When the samples from each of the Australian states were clustered separately with a 3% threshold, the mean agreement between the cluster number and the number of morphospecies was 94%, and the taxonomic accuracy was 79%. For the pooled sequences of two states (e.g., South Australia + Tasmania), the mean values were 93% (agreement) and 77% (accuracy), respectively (Table 1).

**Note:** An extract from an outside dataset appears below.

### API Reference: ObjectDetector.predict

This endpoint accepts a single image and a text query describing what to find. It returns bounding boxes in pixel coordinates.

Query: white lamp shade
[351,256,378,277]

The GMYC analysis of samples from each Australian state separately revealed a mean value for the agreement between the GMYC entity number and the number of morphospecies of 93% and a taxonomic accuracy of 81%. For groups from two combined regions (e.g., South Australia plus Tasmania), these mean values were 97% (agreement) and 77% (accuracy). The entity content varied with the extent of sampling. For example, all members of Sternopriscus from NSW + VIC combined versus all members of Sternopriscus from NSW and VIC when analyzed separately exhibited compatible GMYC entities. However, Sternopriscus from NT + VIC versus each of them analyzed separately showed partially incompatible entity delineation and content. When analyzing NT + VIC combined, the NT samples of S. aquilonaris were split into five entities, and S. balkei, S. goldbergi and S. alligatorensis were placed in separate entities. However, in the separate NT analyses, these species were all pooled into a single entity. Analysis of the full dataset resulted in the same entities as in the combined NT + VIC analysis. More research based on denser population-level sampling is needed to address this issue.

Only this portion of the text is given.